Voluntary cost control: What’s old is new again

Not surprisingly, a group of hospitals and insurers in Massachusetts want to control health care costs themselves rather than be subject to whatever scheme might be imposed on them by the state. WhiteCoatNotes blogger and Globe reporter Liz Kowalczyk has the story:

The group wants a commission of “independent experts’’ and “stakeholders’’ to oversee the transition to a less expensive health care system — rather than a commission heavily comprised of government officials.

[The] group wants the commission to monitor medical spending at first, with the goal of keeping annual spending increases to about 5 percent after three years and 4 percent after five years. During the first three years, the commission would develop enforcement mechanisms for providers and insurers that don’t reach the targets. […]

[T]he Massachusetts Association of Health Plans raised questions about it. Spokesman Eric Linzer said it appears to include loopholes that would allow the highest-paid hospitals and doctors groups to continue to charge higher prices than many competitors for providing similar care.

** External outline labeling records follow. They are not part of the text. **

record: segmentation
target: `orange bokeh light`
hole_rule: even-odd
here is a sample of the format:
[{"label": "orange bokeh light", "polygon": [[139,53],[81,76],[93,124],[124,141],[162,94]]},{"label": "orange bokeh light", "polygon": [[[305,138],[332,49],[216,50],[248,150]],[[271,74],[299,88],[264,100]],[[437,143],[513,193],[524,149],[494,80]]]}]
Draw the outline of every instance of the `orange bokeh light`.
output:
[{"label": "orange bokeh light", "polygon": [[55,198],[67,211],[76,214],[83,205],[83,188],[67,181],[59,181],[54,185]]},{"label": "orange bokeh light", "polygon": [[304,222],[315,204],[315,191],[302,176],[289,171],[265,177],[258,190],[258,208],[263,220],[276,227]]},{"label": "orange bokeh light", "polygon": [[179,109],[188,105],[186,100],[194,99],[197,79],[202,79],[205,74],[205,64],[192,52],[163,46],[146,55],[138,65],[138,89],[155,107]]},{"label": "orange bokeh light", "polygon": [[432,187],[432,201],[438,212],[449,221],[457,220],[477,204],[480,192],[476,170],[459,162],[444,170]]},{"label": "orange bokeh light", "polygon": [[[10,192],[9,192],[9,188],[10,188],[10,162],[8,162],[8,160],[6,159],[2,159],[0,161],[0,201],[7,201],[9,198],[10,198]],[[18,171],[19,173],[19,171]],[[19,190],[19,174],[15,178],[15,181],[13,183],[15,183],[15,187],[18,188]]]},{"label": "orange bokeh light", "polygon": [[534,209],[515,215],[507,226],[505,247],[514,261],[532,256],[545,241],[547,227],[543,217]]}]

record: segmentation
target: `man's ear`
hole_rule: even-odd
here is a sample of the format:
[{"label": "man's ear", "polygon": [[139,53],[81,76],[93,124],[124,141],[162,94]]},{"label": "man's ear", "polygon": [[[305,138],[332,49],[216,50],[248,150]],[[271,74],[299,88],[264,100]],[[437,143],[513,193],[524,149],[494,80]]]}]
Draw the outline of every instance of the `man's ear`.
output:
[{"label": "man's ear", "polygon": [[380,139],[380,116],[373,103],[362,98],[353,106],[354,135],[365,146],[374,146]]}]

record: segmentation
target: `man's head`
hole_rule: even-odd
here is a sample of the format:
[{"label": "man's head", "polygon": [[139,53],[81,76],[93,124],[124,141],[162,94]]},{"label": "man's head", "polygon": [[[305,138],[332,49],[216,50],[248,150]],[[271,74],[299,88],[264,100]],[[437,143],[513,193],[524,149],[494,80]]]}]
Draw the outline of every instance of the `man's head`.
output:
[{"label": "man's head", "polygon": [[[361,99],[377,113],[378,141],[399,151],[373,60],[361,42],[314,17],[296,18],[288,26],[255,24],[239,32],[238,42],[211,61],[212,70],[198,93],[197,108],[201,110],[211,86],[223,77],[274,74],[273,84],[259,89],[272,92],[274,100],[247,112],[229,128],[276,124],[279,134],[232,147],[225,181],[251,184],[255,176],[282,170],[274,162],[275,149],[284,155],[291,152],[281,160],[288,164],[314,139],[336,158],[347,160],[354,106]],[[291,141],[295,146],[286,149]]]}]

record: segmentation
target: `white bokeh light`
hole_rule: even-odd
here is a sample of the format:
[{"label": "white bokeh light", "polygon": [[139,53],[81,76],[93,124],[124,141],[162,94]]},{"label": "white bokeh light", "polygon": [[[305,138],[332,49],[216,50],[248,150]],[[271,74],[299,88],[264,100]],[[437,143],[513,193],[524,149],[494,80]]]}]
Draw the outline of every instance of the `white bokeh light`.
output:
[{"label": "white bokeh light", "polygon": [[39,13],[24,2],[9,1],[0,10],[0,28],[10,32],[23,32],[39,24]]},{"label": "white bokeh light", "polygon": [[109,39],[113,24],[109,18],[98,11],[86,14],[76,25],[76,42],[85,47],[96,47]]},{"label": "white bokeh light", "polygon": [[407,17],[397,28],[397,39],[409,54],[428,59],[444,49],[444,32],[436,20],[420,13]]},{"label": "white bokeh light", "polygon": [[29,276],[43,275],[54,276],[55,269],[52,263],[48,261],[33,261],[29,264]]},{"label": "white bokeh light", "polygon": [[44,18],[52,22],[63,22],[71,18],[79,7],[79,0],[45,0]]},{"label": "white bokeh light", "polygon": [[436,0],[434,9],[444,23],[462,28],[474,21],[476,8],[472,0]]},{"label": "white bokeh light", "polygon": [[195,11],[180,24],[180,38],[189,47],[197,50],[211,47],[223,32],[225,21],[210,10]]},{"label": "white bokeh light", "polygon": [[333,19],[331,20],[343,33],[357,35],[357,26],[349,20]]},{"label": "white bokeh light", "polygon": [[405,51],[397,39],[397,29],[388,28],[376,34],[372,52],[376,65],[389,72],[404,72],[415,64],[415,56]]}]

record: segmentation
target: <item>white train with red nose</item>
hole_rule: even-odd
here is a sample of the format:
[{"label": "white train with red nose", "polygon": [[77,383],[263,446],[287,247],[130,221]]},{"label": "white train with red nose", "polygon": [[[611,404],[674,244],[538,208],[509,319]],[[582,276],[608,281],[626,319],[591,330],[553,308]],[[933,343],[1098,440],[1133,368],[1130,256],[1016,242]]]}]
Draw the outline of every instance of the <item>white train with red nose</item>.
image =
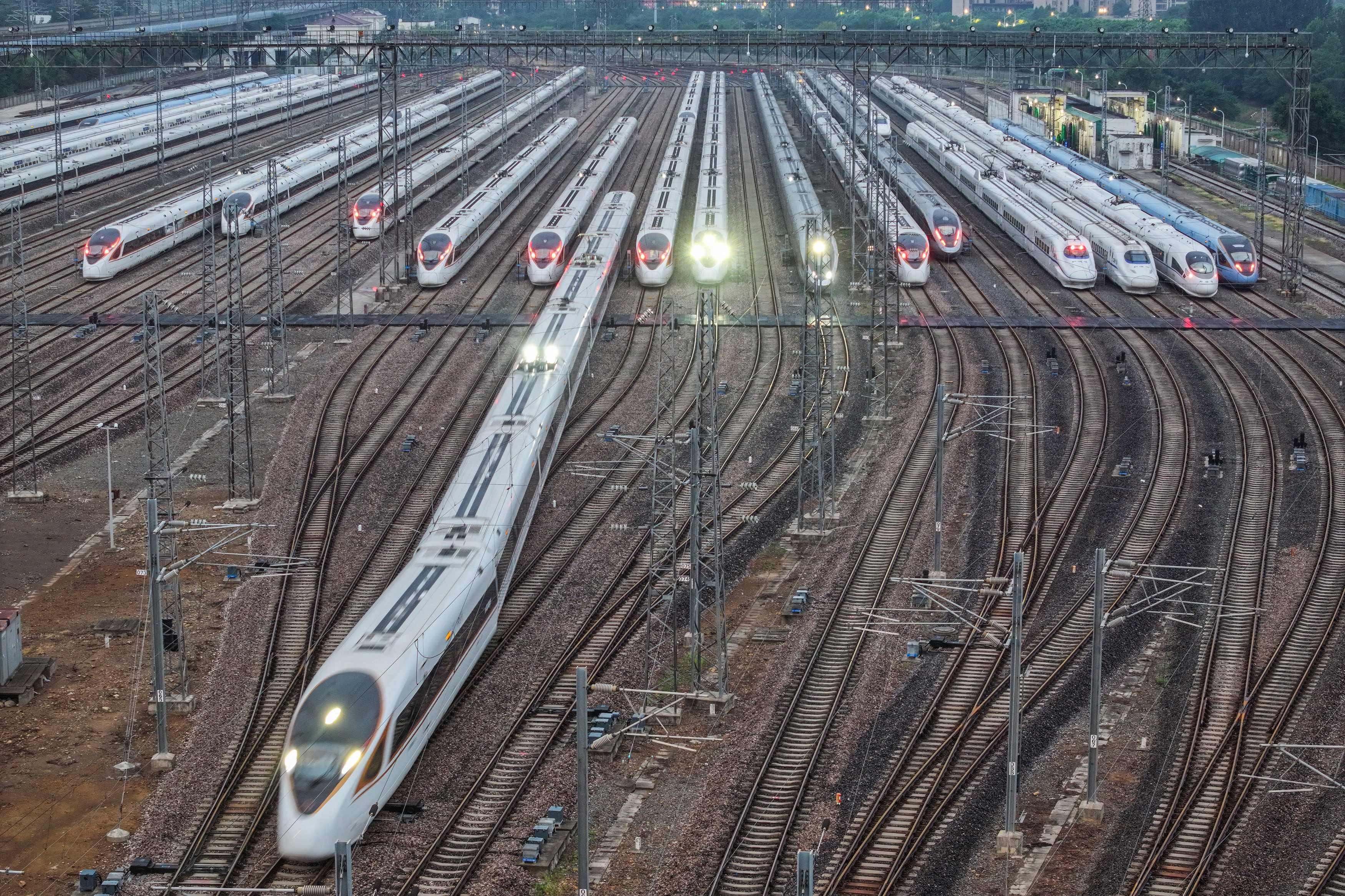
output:
[{"label": "white train with red nose", "polygon": [[580,172],[557,193],[555,203],[527,238],[527,278],[534,286],[546,286],[561,278],[565,263],[574,254],[580,224],[631,150],[638,125],[639,121],[629,116],[612,122],[593,145]]},{"label": "white train with red nose", "polygon": [[635,236],[635,278],[642,286],[664,286],[677,267],[677,226],[686,189],[686,172],[691,165],[691,144],[695,142],[695,122],[701,113],[701,89],[705,73],[693,71],[682,91],[667,149],[659,164],[644,220]]},{"label": "white train with red nose", "polygon": [[[633,210],[627,192],[599,203],[410,562],[300,696],[280,760],[282,856],[331,858],[336,841],[360,838],[495,633]],[[471,732],[444,736],[477,746]]]},{"label": "white train with red nose", "polygon": [[416,282],[445,286],[471,261],[519,203],[551,172],[578,129],[574,118],[555,124],[486,179],[416,243]]}]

Will this work? I don’t know. Something similar was attempted in the late 1970s and early 1980s, called the “voluntary effort.” Its failure set the stage for greater government control of Medicare hospital prices. Rick Mayes wrote about it in his paper The Origins, Development, and Passage of Medicare’s Revolutionary Prospective Payment System (ungated PDF here).

[Government c]aps and price controls were rejected in favor of renewed pledges from hospital representatives that they would “clean up their act.” Their voluntary effort failed. Hospital cost inflation jumped 13% in 1980 and 18% in 1981. The hospital industry’s political credibility plummeted as the failure of its second Voluntary Effort embarrassed even its closest political allies. The voluntary effort “was tremendously successful in its first year,” argues the AHA’s McMahon, “partially successful the second year, and then really fell apart in about its third year when nobody paid attention” anymore. Looking back on this period as one of “treading water,” McMahon noted that the hospital industry “began to hear a message from the federal and state governments and, increasingly, from business, a thoroughly powerful message that said, ‘Okay, if you don’t like government price controls, figure out something to do.’ The pressures were there, and so ‘treading water’ pretty soon turned into a movement toward finding a new system of incentives.” The stage was now set for a radical transition in hospital reimbursement. Yet it did not come from the private sector.

Maybe things will be different now and in Massachusetts. An industry driven cost-control scheme, backed up by a threat of government intervention, may be the last stop before more state control of the health system.

(H/t to Jon Oberlander for refreshing my memory on the voluntary effort.)